Assim, “a mediação semiótica torna compreensível a origem e natureza social da vida psíquica, o caráter produtivo da vida humana e o processo social do conhecimento e da consciência (SANTOS; COSTA, 2014, p. 81).Esse entendimento é fundamental para a compreensão do papel social da Educação, da formação de professores e do ensino, no processo de humanização dos indivíduos, o que inclui o ensino de Ciências e Biologia na escola e a formação dos professores dessa área, processos que pressupõem uma aprendizagem efetiva por meio da apropriação dos conteúdos escolares, ou seja, do conhecimento produzido e sistematizado pela humanidade e capaz de intervir na realidade. A formação dos professores de Ciências e Biologia não pode prescindir dos fundamentos da Psicologia Histórico-Cultural, sob pena de considerar a aprendizagem alheia aos aspectos sociais e de produção objetiva e subjetiva da vida. Tal produção diz respeito a como o conjunto dos homens se relaciona entre si e com o ambiente natural, na construção do mundo humano, tendo em vista a relação de dependência ineliminável que temos com a natureza. A Psicologia Histórico-Cultural, ao se comprometer com o desvelamento dessas relações, apresenta-se como referencial essencial a uma formação emancipatória, na direção da superação da sociedade de classes, geradora de alienação e limitadora do desenvolvimento pleno das potencialidades humanas.

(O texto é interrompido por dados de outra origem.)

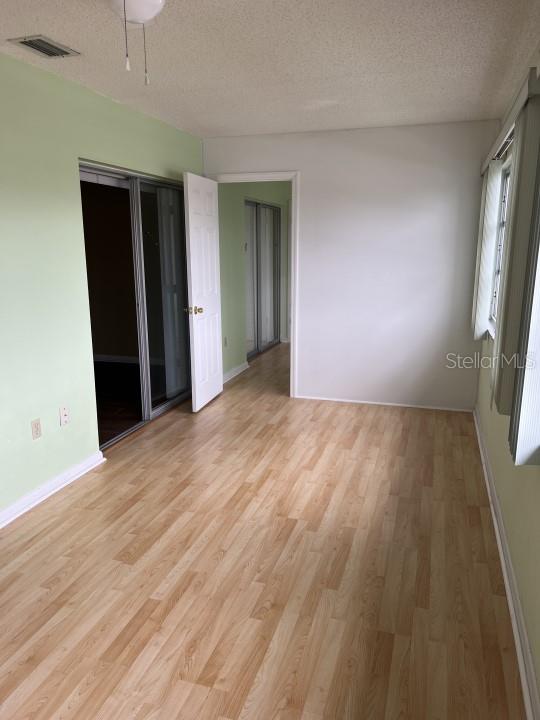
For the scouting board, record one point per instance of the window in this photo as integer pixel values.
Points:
(501, 235)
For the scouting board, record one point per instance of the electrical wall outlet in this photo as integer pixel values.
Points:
(36, 429)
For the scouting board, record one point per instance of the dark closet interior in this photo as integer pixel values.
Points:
(113, 308)
(134, 232)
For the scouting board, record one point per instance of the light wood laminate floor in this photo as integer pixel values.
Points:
(268, 559)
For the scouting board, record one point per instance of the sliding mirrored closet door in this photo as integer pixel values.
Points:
(164, 252)
(135, 245)
(262, 253)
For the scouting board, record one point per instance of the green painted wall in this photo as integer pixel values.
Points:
(46, 125)
(232, 258)
(518, 490)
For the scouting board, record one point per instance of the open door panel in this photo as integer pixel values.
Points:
(202, 249)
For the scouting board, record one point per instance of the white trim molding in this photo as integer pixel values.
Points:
(41, 493)
(384, 404)
(523, 649)
(294, 239)
(233, 372)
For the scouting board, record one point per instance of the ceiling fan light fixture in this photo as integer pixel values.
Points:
(138, 12)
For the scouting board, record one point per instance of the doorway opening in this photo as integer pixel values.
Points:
(135, 247)
(263, 268)
(257, 232)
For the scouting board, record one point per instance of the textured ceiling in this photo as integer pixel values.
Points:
(236, 67)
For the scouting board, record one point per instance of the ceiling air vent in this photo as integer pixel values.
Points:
(44, 46)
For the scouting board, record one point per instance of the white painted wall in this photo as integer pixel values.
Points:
(388, 224)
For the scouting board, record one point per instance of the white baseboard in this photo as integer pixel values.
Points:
(235, 371)
(523, 649)
(375, 402)
(52, 486)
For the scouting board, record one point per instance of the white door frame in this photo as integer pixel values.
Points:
(294, 177)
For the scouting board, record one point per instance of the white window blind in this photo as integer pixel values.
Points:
(525, 417)
(487, 242)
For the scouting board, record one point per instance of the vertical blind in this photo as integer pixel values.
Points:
(486, 247)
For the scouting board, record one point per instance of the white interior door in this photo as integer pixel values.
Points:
(202, 248)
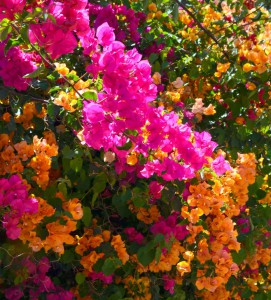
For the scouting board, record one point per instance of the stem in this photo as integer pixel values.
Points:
(209, 33)
(49, 62)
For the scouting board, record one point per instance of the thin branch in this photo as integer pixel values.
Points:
(49, 62)
(209, 33)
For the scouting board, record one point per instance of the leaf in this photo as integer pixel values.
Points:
(76, 164)
(36, 73)
(67, 152)
(239, 257)
(126, 146)
(80, 278)
(175, 12)
(91, 95)
(67, 257)
(158, 253)
(87, 216)
(121, 203)
(63, 188)
(153, 57)
(99, 183)
(145, 256)
(109, 266)
(4, 32)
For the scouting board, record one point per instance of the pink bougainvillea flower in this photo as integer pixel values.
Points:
(9, 7)
(105, 34)
(14, 65)
(53, 39)
(220, 165)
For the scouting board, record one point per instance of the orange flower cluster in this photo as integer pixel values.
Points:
(69, 101)
(256, 50)
(219, 201)
(44, 149)
(90, 260)
(90, 241)
(29, 223)
(139, 289)
(59, 234)
(12, 156)
(146, 215)
(119, 246)
(261, 256)
(15, 157)
(28, 113)
(73, 206)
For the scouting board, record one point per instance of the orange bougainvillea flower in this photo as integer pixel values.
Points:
(74, 207)
(209, 110)
(183, 267)
(119, 246)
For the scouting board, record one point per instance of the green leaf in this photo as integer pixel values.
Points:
(121, 203)
(67, 152)
(158, 253)
(175, 12)
(91, 95)
(126, 146)
(36, 73)
(76, 164)
(239, 257)
(87, 216)
(67, 257)
(153, 57)
(146, 256)
(80, 278)
(4, 32)
(63, 188)
(99, 183)
(109, 266)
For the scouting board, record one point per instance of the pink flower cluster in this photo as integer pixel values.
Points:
(125, 29)
(15, 202)
(168, 284)
(100, 276)
(123, 105)
(133, 235)
(39, 282)
(9, 7)
(155, 191)
(58, 38)
(14, 65)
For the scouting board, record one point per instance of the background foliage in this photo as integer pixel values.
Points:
(135, 146)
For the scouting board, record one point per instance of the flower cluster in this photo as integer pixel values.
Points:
(14, 65)
(14, 203)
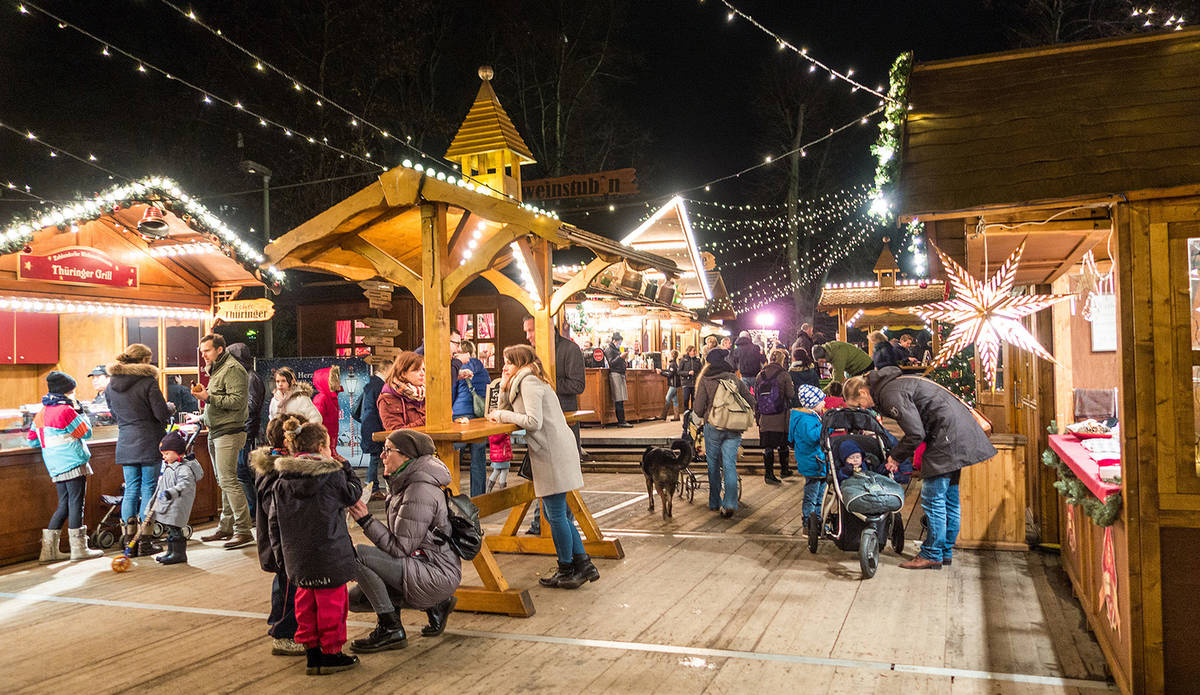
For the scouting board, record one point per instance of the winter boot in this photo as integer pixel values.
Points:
(565, 571)
(79, 544)
(438, 616)
(177, 552)
(389, 634)
(51, 551)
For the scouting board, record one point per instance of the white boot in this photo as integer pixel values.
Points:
(79, 545)
(51, 551)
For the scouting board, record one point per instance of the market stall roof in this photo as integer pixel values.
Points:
(667, 232)
(183, 235)
(377, 233)
(1079, 120)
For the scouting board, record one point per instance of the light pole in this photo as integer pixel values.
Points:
(256, 169)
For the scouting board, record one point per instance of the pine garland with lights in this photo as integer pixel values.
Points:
(1073, 490)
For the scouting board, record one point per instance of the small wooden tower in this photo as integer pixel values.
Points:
(487, 147)
(886, 268)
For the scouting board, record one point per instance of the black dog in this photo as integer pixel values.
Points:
(661, 468)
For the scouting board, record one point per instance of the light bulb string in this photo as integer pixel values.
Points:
(205, 93)
(804, 53)
(90, 160)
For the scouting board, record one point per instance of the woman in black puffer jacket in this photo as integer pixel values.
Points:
(142, 417)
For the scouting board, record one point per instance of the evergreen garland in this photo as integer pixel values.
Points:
(1075, 492)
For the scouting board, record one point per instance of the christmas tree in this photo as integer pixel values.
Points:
(958, 375)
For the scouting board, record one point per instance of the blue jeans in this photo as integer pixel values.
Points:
(246, 477)
(940, 501)
(139, 483)
(721, 450)
(814, 493)
(478, 466)
(373, 462)
(568, 543)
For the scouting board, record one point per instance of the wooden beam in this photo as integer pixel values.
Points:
(496, 244)
(581, 281)
(385, 265)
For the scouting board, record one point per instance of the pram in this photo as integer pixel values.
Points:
(693, 433)
(852, 531)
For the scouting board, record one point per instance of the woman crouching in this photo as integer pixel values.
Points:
(408, 565)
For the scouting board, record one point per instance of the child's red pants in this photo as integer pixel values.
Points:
(321, 618)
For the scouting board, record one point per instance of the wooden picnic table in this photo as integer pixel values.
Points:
(496, 595)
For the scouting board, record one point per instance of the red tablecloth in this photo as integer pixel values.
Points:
(1081, 463)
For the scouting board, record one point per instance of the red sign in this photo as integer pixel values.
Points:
(77, 265)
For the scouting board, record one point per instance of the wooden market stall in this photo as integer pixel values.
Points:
(139, 263)
(652, 312)
(1089, 155)
(427, 229)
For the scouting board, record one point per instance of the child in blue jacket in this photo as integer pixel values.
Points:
(804, 433)
(59, 431)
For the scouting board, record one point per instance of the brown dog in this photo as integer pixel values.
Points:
(661, 467)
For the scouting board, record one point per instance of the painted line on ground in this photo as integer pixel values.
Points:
(647, 647)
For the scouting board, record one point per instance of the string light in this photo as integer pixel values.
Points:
(208, 94)
(803, 52)
(21, 232)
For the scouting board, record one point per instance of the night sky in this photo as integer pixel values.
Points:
(694, 93)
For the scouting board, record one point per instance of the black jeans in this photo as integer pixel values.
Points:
(282, 619)
(70, 503)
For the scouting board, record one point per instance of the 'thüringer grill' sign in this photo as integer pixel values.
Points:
(615, 183)
(244, 310)
(77, 265)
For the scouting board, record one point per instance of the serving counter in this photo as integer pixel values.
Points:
(30, 497)
(647, 393)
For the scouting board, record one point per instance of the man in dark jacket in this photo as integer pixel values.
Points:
(617, 377)
(928, 413)
(255, 396)
(366, 413)
(748, 359)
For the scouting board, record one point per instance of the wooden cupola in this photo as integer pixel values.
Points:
(487, 147)
(886, 268)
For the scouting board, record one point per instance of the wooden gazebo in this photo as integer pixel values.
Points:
(431, 231)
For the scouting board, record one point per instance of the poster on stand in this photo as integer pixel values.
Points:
(354, 375)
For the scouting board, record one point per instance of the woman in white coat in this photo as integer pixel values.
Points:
(528, 401)
(292, 397)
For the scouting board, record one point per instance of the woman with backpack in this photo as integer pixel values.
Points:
(774, 393)
(726, 406)
(409, 565)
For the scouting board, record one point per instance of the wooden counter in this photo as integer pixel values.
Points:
(993, 496)
(30, 497)
(647, 393)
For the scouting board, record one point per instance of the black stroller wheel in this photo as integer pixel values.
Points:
(898, 533)
(105, 539)
(869, 552)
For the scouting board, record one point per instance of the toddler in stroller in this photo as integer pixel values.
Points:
(856, 436)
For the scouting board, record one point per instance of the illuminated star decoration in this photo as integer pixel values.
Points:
(987, 313)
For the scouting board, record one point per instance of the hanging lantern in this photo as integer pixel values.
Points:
(153, 223)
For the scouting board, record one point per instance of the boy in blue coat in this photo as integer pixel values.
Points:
(804, 432)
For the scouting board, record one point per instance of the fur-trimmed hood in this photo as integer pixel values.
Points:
(123, 376)
(262, 461)
(306, 465)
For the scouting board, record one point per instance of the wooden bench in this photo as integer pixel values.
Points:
(496, 595)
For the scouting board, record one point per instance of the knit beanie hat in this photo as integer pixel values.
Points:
(173, 442)
(59, 383)
(849, 448)
(809, 395)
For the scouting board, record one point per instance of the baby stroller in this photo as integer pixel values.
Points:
(693, 433)
(851, 531)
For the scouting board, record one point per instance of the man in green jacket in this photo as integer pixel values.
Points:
(226, 402)
(846, 359)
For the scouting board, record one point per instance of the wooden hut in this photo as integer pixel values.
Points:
(1073, 150)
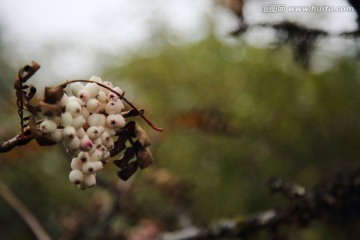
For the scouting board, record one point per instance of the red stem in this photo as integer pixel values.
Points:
(121, 97)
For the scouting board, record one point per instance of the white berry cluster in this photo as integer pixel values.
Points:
(90, 117)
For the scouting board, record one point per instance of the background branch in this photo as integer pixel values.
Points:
(335, 202)
(23, 212)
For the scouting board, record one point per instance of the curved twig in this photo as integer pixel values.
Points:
(140, 112)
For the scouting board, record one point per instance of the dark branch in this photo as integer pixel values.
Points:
(335, 202)
(19, 140)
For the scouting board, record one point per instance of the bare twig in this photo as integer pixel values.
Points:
(335, 202)
(19, 140)
(23, 212)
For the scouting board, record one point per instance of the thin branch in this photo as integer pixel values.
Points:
(23, 212)
(335, 202)
(19, 140)
(121, 96)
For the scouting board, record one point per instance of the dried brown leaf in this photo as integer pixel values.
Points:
(119, 144)
(53, 94)
(142, 136)
(123, 162)
(48, 109)
(35, 132)
(126, 173)
(144, 158)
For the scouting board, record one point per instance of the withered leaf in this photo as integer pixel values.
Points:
(145, 158)
(53, 94)
(130, 126)
(35, 132)
(142, 136)
(126, 173)
(31, 93)
(119, 144)
(48, 109)
(124, 161)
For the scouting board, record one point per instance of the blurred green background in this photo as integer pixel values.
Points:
(233, 115)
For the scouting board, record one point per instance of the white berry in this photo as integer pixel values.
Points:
(115, 121)
(93, 89)
(76, 164)
(84, 95)
(78, 122)
(93, 132)
(75, 88)
(93, 105)
(57, 136)
(73, 107)
(69, 132)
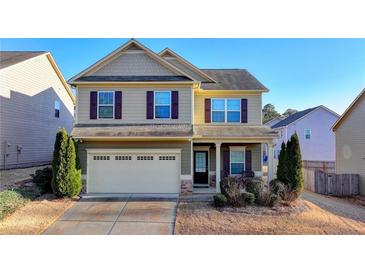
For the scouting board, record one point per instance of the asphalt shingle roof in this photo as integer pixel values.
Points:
(9, 58)
(133, 78)
(292, 118)
(133, 130)
(232, 79)
(232, 131)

Desse modo, Silva e Souza (2022, p. 2), elencam que, “diante dos dilemas e problemas atuais que influenciam a formação docente, é preciso pensar na profissão, sabendo que diversos elementos impactam a formação de professores, principalmente em um contexto repleto de contradições, como é no Brasil”. Assim sendo, é preciso que todos os que fazem parte desse processo formativo estejam “[...] inseridos na luta por melhores condições de trabalho, aprendizagem de todos os discentes, de condições de vida com dignidade e justiça para todos [...]” (SOUZA; ANSELMO, 2021, p. 11).

5 Considerações finais

O estudo em tela possibilitou suscitar reflexões sobre a necessidade de as práticas docentes no âmbito da formação de professores considerarem as teorias de aprendizagem e desenvolvimento que subsidiam o currículo das licenciaturas, na direção da transformação social e emancipação humana. Reafirma-se a importância de os professores formadores reconhecerem os fundamentos filosóficos e epistemológicos que sustentam suas propostas metodológicas, sob pena de adotarem uma prática empiricista no tocante ao que podem contribuir efetivamente para o processo de aprendizagem e desenvolvimento dos educandos. A clareza quanto aos fundamentos de seu fazer no processo de condução do ensino, tendo em vista a aprendizagem, possibilitará uma prática docente mais intencional, efetiva, sobretudo quando se trata da formação de professores, os quais também passarão a conduzir processos de ensino na Educação Básica. Nesse sentido, a defesa da Psicologia Histórico-Cultural como fundamento que precisa estar presente na formação de professores, deve-se a seus fundamentos no Materialismo Histórico Dialético e à concepção histórico-cultural de homem, de sociedade e da natureza educativa que pauta a relação entre ambos por meio da atividade vital humana, isto é, por meio do trabalho, como afirma Martins (2013), embora se reconheça a importância e contribuições de outras teorias que também estão voltadas para a aprendizagem. Em relação ao PPC, no caso específico do curso em questão, a Psicologia Histórico-Cultural foi identificada, explicitamente, nas disciplinas de Psicologia, o que suscitou indagar se essa teoria estaria restrita às disciplinas mencionadas ou se plasmam a formação dos futuros professores de Ciências e Biologia, de modo amplo e articulado. Questão que, certamente, suscitará novos estudos e requererá maior aprofundamento em relação à Teoria da Psicologia Histórico-Cultural.